The correct fix is at the load balancer: route all /api/webauthn/register/ traffic to primary, always. When that’s in place, the challenge is created in primary’s memory, register/finish writes the credential to primary’s database, and sync replicates it down to secondaries on the next cycle. Login flows can hit any node since credentials are already synced everywhere.

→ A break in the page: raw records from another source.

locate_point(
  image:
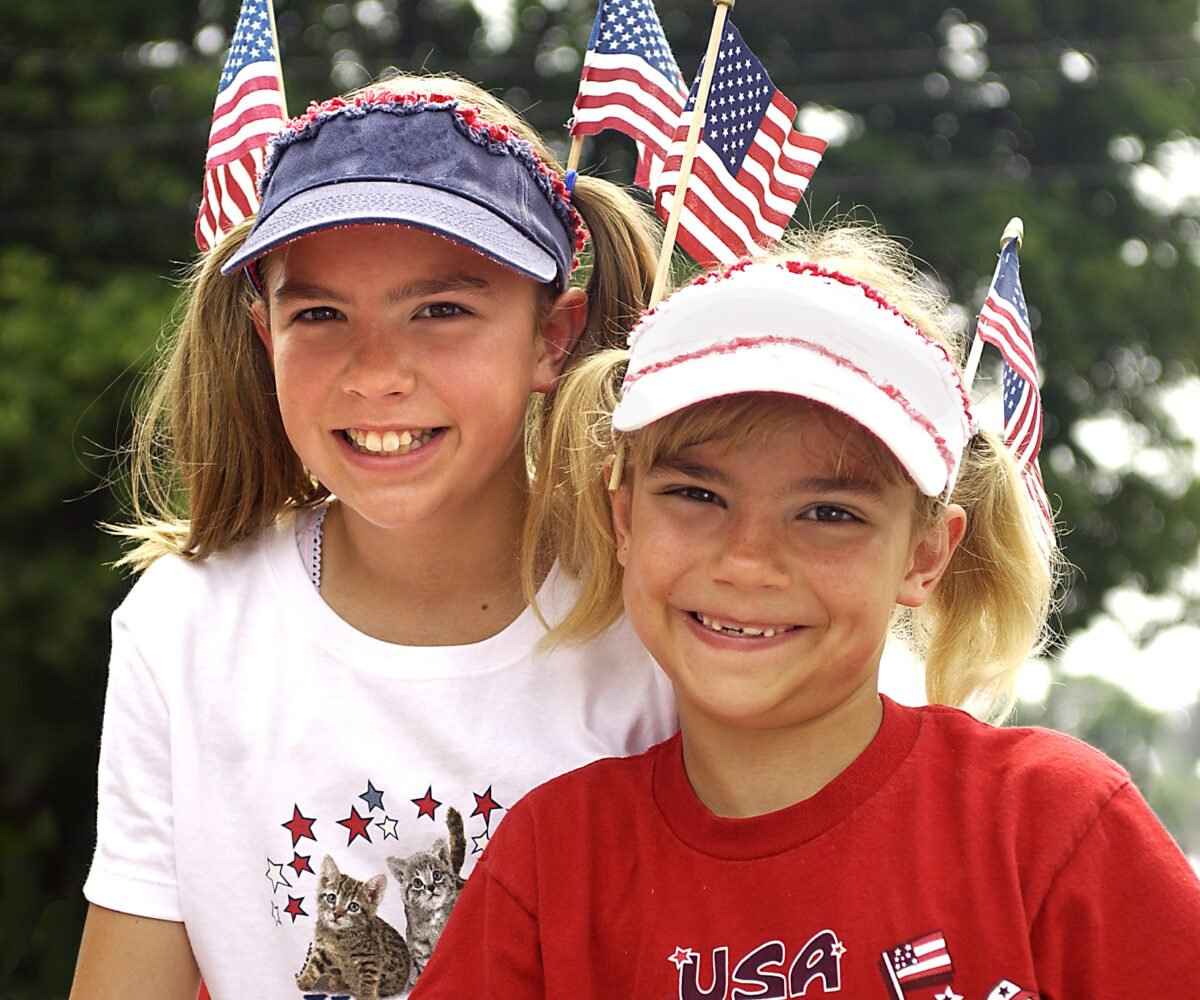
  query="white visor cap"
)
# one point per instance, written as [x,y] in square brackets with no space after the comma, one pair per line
[808,333]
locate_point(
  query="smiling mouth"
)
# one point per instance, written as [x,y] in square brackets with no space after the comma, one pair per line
[744,632]
[396,442]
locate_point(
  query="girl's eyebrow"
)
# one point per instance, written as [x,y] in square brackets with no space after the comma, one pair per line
[813,484]
[415,289]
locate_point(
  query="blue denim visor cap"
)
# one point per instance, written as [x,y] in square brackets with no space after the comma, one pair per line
[413,169]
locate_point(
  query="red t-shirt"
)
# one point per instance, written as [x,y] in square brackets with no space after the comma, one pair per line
[951,860]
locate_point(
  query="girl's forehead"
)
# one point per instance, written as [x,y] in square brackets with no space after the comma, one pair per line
[798,430]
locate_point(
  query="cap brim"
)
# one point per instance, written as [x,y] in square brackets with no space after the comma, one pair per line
[792,370]
[354,203]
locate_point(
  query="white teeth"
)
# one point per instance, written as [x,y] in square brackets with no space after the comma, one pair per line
[748,630]
[389,442]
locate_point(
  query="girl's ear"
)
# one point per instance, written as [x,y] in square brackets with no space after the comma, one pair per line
[258,316]
[931,555]
[622,499]
[561,329]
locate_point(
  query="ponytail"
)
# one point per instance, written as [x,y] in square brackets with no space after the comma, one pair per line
[210,460]
[989,612]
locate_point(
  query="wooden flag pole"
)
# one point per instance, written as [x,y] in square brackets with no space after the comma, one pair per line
[689,154]
[279,61]
[1013,231]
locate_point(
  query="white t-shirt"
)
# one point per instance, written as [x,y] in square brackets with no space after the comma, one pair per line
[250,731]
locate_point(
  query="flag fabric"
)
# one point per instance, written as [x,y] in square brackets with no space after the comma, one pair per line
[1005,323]
[922,962]
[1006,989]
[630,83]
[751,165]
[249,111]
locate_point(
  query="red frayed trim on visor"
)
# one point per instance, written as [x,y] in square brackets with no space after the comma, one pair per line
[743,343]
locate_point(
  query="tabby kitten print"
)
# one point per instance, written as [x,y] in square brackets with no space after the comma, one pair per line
[353,951]
[431,885]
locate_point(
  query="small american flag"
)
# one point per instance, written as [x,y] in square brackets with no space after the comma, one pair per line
[751,166]
[922,962]
[1005,323]
[631,83]
[249,111]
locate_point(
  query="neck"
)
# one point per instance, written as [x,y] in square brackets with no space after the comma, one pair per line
[748,772]
[448,580]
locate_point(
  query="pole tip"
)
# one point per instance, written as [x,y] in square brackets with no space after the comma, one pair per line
[1014,231]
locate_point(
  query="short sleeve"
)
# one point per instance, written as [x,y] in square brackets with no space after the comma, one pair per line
[133,869]
[1122,916]
[491,946]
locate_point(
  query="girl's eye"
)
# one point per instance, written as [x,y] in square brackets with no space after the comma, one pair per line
[441,311]
[317,315]
[829,512]
[696,493]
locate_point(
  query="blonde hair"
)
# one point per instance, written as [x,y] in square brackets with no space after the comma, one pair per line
[210,461]
[988,614]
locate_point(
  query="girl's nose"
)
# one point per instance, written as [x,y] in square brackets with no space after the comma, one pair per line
[751,555]
[381,365]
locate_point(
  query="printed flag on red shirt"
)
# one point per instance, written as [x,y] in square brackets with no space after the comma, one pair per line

This is the one case where the write proxy can’t fully hide the primary/secondary distinction from the client. The LB needs to know about it. That’s an acceptable tradeoff — it’s a single routing rule for a specific path, and it keeps the registration flow clean and reliable. In the event that the primary is unreachable, users can’t register new credentials, but in that scenario, the authentication service being available is the more important part, not the ability to perform updates or registrations.

What did I learn?

None of these problems are out of the norm. They’re the ordinary consequences of building an HA layer on top of a system that was designed for a single node. The JWT signing key issue is probably the most instructive: the KEK derivation including instanceID is exactly the right design for standalone use, and it’s exactly the thing that needs special handling the moment you introduce a proxy. The design didn’t fail — it just encountered a requirement it wasn’t built for.

Claude helped significantly with the proxy implementation and the kv table approach (including flagging, fairly quickly, why that approach would fail). But the late night realization that secondary writes were a problem at all — that came from thinking about the system as a whole, in the way that tends to happen when you’re no longer actively coding and your brain is doing its background processing. That’s not a knock on AI assistance. It’s just an honest account of where the boundary sits. The tools are good at solving the problem you bring to them. They’re not going to lie awake thinking about the problem you forgot to bring.